Staunton, September 17 – If an ordinary Russian doesn’t know the exact population of Moscow, that is a shortcoming, but not a tragedy. However, if the Russian government “doesn’t know how many people live in a small village,” that is a tragedy because as a result, “doctors, teachers, policemen and then, the entire population itself disappear.”
That is the sobering conclusion offered by Nadezhda Petrova in the current issue of Kommersant Dengi where she shows that the Russian statistical agency Rosstat frequently does not know such things and that Russians are suffering both immediately and over the longer term.
Petrova gives as an example of this a rural settlement in Vologda oblast where there are two nurses stations, two libraries, one school, five stores, 2.4 kilometers of paved roads, and 566 residents in 57 villages spread over a territory of 461 square kilometers.
According to local officials there are in fact about 100 additional residents but because they were not counted by the census and recorded by Rosstat, the district’s aid from the center is based on the smaller number and the services available to the population are thus significantly smaller than they should be.
Moscow experts say that for every 100 people not counted, districts are not given on average one million rubles (25,000 US dollars), a figure that may seem small but that cuts into all public services and leads private firms to pull out of these regions as well. And this combined trend continues to further push down population in Russia’s rural areas.
These experts say that in their experience, “there is no case when the data Rosstat provides coincide with the data gathered by local officials,” typically in the form of economic books which were introduced in 1934 and largely used until 2010. But there is also no case where decisions are made by Moscow on the basis of the latter rather than on the former.
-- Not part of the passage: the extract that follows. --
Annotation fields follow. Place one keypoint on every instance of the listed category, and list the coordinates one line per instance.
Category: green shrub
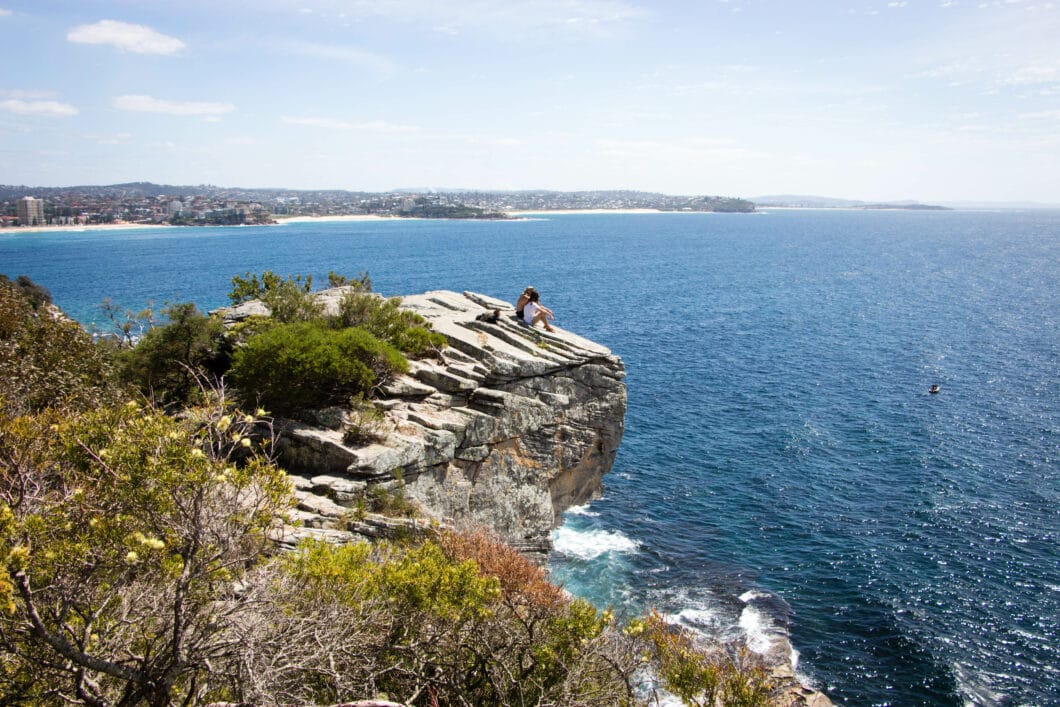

In that latter year, experts and officials say, Moscow decided to ignore the economic books and rely on Rosstat alone.
This pattern is having a “multiplier” effect, driving down resources for rural areas and “forcing the process of the depopulation of rural localities,” experts say. That is because “in all cases,” Moscow provides aid that leads to cutbacks in basic services greater than the current declines in population.
Some in rural areas suspect that Moscow wants to depopulate the countryside and thus is quite content with this arrangement, and they point out that the inability of local officials to cope with the existing level of population given that the center says it is lower allows Moscow to claim that local governments are incapable of managing the situation.
In the words of one, “in this way, the authorities continue to centralize” everything.
There are only two ways out of the situation, Petrova says: change the way that money is allocated to the localities or improve the quality of statistics. The first is almost impossible given that the country is so large, but improving statistics may be almost impossible, at least given the attitude of Rosstat.
The statistical administration’s solution to undercounts? Impose higher fines on those not counted by the census even though Rosstat can’t say either who they are or how many they are with any degree of accuracy.